JA: Hace falta apoyo de las autoridades. En el 2006 se realizó el Primer Congreso de Payasos organizado por Concultura (Consejo Nacional para la Cultura y las Artes), en aquel entonces. Uno de los objetivos fue la creación de una asociación que velara por los intereses de todo el gremio. Pero por razones que desconozco nunca se pudo conformar la asociación. Creo que desde Secultura debería apoyarse al payaso, por ejemplo, clasificándolo de acuerdo a sus aptitudes, tal como lo hacen con los músicos de la Orquesta Sinfónica, a quienes clasifican como Clase A, B y C.

PDP: Juan, ¿se puede vivir de este arte?, ¿es rentable?

JA: Yo me presento en celebraciones de cumpleaños, primeras comuniones y centros comerciales. La ventaja que yo tengo es que estudio para ser un mejor payaso, practico mis malabares tres horas diarias si es posible y, al final de mi presentación, cuando cobro algunas personas me han felicitado por el evento. Eso para mí no tiene precio, significa que estás haciendo bien las cosas. Te puedo decir que mi esposa y mis dos hijos viven de mi trabajo.

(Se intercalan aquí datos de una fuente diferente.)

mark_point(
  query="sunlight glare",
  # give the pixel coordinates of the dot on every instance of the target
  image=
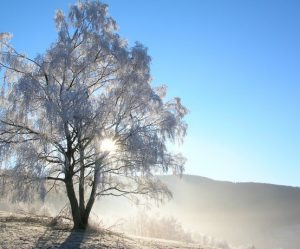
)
(108, 145)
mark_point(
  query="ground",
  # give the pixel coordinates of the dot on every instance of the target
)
(24, 232)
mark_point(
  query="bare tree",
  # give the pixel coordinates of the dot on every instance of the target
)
(84, 114)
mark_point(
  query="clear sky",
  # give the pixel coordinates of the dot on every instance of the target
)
(235, 64)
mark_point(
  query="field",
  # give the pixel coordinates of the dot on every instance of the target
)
(24, 232)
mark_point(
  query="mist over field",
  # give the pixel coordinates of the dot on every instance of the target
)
(212, 213)
(264, 215)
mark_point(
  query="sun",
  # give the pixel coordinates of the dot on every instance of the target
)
(108, 145)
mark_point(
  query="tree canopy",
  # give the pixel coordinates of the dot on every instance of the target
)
(84, 114)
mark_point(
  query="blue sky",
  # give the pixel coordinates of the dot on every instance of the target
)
(235, 64)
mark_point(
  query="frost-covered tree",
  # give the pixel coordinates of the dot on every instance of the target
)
(84, 115)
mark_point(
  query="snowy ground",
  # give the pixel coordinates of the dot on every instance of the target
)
(23, 232)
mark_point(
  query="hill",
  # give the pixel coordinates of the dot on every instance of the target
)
(265, 215)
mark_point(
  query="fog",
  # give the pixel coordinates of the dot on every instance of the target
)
(264, 215)
(213, 213)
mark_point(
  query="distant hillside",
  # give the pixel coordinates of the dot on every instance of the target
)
(263, 214)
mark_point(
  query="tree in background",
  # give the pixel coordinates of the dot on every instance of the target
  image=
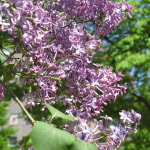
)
(127, 48)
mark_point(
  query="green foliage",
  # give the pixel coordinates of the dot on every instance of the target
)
(56, 113)
(47, 137)
(81, 145)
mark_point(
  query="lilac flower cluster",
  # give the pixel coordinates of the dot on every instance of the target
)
(56, 59)
(2, 90)
(56, 51)
(103, 133)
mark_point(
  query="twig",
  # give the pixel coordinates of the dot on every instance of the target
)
(19, 103)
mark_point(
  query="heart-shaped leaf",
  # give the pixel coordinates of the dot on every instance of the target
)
(56, 113)
(46, 137)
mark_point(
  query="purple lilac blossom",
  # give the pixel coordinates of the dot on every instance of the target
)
(103, 133)
(56, 47)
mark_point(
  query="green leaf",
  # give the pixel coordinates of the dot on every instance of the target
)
(81, 145)
(26, 141)
(56, 113)
(46, 137)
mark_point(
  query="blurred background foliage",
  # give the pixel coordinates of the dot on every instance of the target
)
(127, 49)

PDP: La satisfacción también se reconoce a través de premios, ¿has ganado alguno?

JA: Tengo muchos diplomas y reconocimientos que he acumulado en los talleres y eventos a los que he asistido. Puedo destacar el tercer lugar ganado a nivel latinoamericano en México, compitiendo contra 900 payasos. He participado en talleres en Costa Rica y Guatemala, también impartiendo cursos para nuevos payasos.

PDP: Hablemos del maquillaje, ¿de qué forma se elige cómo pintarse la cara?

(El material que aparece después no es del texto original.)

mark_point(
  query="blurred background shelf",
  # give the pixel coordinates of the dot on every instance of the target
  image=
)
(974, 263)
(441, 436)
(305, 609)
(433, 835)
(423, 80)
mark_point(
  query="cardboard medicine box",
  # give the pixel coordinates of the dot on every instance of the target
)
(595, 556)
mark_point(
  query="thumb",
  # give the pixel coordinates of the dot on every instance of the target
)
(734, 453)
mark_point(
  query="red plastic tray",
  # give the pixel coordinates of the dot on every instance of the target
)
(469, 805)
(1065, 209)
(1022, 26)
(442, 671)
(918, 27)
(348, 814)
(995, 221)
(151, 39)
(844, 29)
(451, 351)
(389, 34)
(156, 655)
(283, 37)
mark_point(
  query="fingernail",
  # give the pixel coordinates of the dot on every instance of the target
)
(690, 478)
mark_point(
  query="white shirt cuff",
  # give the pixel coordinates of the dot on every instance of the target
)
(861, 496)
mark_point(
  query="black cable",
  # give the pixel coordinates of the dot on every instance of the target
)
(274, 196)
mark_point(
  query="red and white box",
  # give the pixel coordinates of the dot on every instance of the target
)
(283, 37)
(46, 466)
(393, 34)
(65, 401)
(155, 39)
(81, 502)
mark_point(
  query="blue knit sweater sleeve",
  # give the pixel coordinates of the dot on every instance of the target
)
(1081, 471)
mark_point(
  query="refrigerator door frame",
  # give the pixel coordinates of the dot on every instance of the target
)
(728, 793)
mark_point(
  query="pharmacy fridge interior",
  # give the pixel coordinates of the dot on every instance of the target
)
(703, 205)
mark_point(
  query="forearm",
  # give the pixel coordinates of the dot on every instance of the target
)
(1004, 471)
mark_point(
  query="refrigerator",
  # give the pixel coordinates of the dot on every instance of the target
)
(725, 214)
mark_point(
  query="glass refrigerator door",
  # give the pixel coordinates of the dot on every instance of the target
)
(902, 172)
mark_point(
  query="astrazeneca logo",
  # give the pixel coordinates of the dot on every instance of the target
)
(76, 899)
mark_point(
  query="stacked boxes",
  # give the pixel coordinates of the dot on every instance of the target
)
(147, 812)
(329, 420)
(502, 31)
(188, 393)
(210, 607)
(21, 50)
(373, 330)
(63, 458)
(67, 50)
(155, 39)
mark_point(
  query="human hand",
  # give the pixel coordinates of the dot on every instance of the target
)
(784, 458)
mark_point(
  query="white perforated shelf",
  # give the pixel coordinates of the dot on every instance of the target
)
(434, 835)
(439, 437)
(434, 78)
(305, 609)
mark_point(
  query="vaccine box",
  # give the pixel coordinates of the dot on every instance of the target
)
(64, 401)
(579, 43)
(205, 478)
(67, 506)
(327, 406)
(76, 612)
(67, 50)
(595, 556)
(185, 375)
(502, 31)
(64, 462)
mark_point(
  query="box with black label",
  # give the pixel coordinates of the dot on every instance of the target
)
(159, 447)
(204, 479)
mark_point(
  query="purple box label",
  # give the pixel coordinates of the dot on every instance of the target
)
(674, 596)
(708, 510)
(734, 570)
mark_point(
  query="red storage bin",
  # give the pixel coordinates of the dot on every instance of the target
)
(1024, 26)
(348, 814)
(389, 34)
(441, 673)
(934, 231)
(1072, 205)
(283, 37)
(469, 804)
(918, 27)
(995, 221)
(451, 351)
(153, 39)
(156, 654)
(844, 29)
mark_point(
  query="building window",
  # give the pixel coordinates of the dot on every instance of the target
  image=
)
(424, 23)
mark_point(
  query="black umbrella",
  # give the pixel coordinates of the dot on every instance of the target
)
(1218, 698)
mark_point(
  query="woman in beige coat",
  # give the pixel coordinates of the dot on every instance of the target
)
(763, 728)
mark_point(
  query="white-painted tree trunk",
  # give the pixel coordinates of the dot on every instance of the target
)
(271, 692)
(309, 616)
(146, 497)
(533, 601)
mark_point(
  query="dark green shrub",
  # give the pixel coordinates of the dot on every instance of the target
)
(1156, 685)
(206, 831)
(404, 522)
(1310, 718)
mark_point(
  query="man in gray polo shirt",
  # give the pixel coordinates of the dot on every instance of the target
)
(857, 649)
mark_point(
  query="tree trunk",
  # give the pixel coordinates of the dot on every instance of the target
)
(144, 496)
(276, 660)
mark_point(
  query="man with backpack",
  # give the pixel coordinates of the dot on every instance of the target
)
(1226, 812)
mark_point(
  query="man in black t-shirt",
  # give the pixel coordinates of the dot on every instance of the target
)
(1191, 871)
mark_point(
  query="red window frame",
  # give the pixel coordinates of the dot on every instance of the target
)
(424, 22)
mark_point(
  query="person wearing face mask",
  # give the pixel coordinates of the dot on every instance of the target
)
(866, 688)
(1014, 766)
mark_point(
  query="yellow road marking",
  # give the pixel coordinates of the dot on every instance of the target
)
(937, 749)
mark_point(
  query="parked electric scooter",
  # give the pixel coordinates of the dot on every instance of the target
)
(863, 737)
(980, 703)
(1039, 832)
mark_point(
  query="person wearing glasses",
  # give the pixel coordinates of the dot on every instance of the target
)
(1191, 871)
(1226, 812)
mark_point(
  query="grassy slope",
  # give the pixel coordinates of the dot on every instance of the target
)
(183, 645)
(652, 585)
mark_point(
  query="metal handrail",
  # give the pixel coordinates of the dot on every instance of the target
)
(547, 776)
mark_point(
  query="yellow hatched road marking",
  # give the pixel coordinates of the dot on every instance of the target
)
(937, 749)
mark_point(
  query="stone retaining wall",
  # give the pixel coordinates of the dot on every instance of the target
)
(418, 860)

JA: Existen varios tipos de rostros para encarnar a un payaso. Yo hago una mezcla de payaso tipo Augusto, que combina su maquillaje con los colores rojo, negro y blanco, y el tipo Tony, que combina trajes elegantes con aplicaciones de figuras.

Al principio no me maquillaba las cejas, solo me delineaba los ojos. Luego decidí usar una nariz negra, que no es muy característico en los payasos, vestuario elaborado a mano y botas especiales que compré en Costa Rica. Todo esto cuesta mucho, pero para mí representa una inversión.

PDP: ¿Cuánto tiempo te lleva maquillarte?

JA: Al principio me tomaba hora y media prepararme, hoy lo hago en trece minutos. Siempre salgo listo de la casa. Lo que me toma tiempo es preparar el equipo que voy a llevar. Si tengo programado un evento en la tarde, me preparo desde en la mañana para no olvidar ningún detalle de lo que voy a utilizar.

PDP: ¿Cuáles proyectos tiene a futuro el payaso Simoon?

JA: Quiero llevar mi presentación a otros países, que me conozcan a nivel internacional siempre poniendo en alto el nombre de mi país (sobre una manga de la camiseta tiene bordada la bandera de El Salvador). Seguiré estudiando para ser mejor payaso, quiero aprender nuevas cosas que le sirvan a mi espectáculo.